After preconception health examination, all participants were followed up by trained local health workers by telephone. The first interview was conducted within 3 months after baseline examination to track their pregnancy status and record their last menstrual period (LMP). If the participants did not get pregnant at the first interview, repeated inquiries were conducted subsequently within the next 3 months until 1 year after baseline examination. Participants with unsuccessful conception within 1 year after preconception health examination were considered as infertile and were not followed anymore.
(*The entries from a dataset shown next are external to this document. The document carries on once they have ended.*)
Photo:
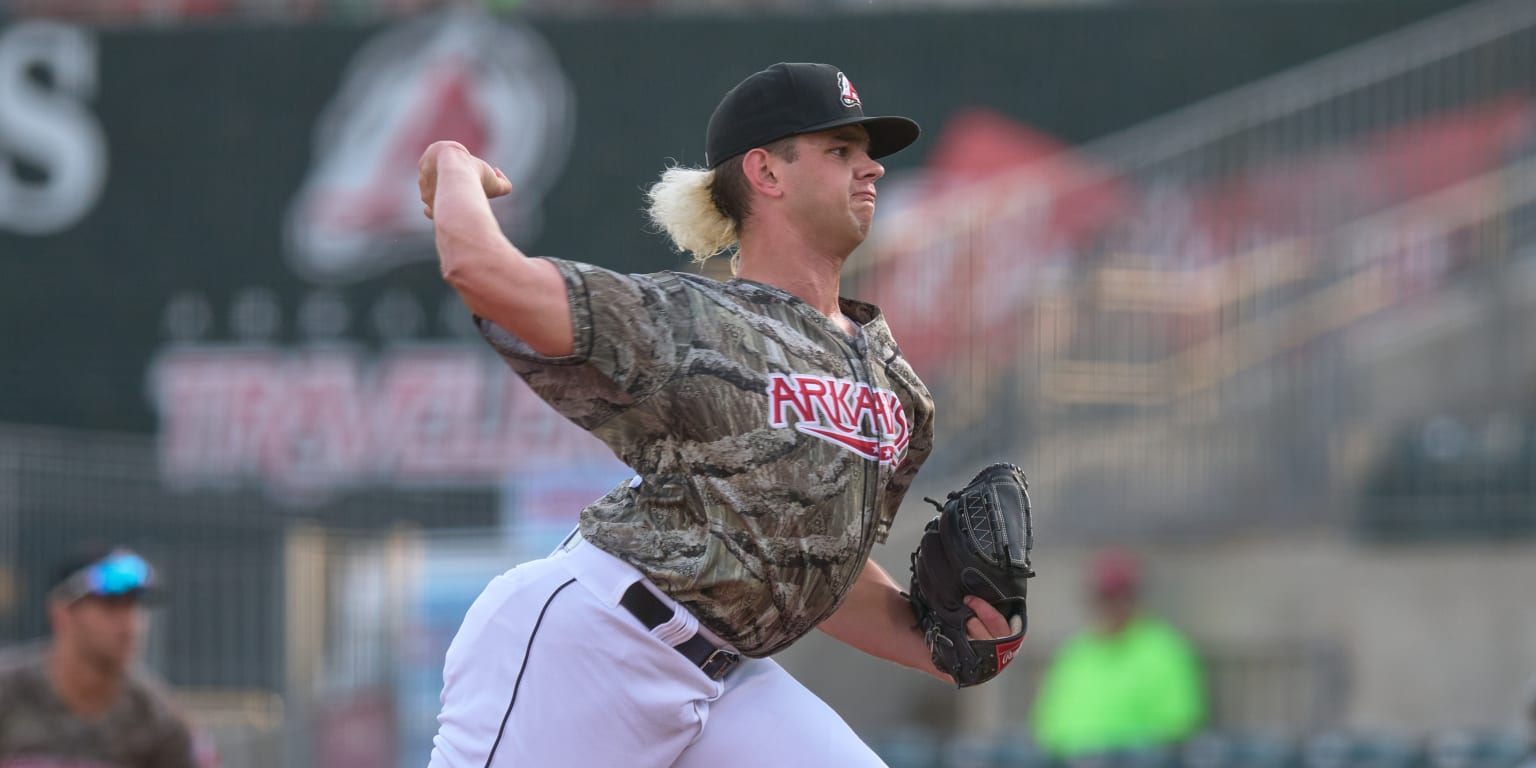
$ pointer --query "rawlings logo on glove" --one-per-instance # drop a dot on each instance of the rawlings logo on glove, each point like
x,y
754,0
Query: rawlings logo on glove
x,y
977,544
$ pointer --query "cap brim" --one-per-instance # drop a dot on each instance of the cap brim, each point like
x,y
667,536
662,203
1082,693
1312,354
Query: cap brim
x,y
887,134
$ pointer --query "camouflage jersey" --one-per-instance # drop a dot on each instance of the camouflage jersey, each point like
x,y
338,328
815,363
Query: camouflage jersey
x,y
37,730
771,449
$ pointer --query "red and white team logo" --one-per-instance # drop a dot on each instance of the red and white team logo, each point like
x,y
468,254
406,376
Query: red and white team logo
x,y
847,91
853,415
486,82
Participants who had become pregnant were interviewed again for pregnancy outcomes within 1 year after the completion of the first follow-up. Information about the current pregnancy outcomes, delivery date, and neonate conditions was collected.
Outcomes
The adverse pregnancy outcomes in the current study included (1) preterm birth (PTB), defined as delivery at gestational age between 28 and <37 weeks; (2) macrosomia (newborn birth weight ≥ 4,000 g); (3) small for gestational age infant (SGA, newborn birth weight ≤ 2,500 g of term birth); (4) spontaneous abortion (fetal death occurring before 28 weeks of gestation); (5) birth defects (fetal structural, functional, or metabolic abnormalities that occur before birth, such as anencephaly, hydrocephalus, open spina bifida, cerebrospinal meningitis, cleft lip, cleft palate, congenital heart disease, trisomy 21 syndrome); and (6) prenatal infant death (baby born dead after 28 weeks of gestation or newborns who died after birth within 7 days).
We assessed associations of maternal preconception FPG level with the following primary outcomes: (1) adverse pregnancy outcomes, defined as any of the above adverse pregnancy outcomes; (2) multiple adverse pregnancy outcomes, defined as two or more kinds of adverse pregnancy outcomes; and (3) each of the above adverse pregnancy outcomes. Participants without any adverse pregnancy outcomes of the current pregnancy were identified as controls in data analysis.
Statistical analysis
Baseline characteristics were presented as means (standard deviation [SD]) for continuous variables and numbers (percentage) for categorical variables. The χ2 test or analysis of variance (ANOVA) was used to compare the distributions of baseline characteristics among three groups.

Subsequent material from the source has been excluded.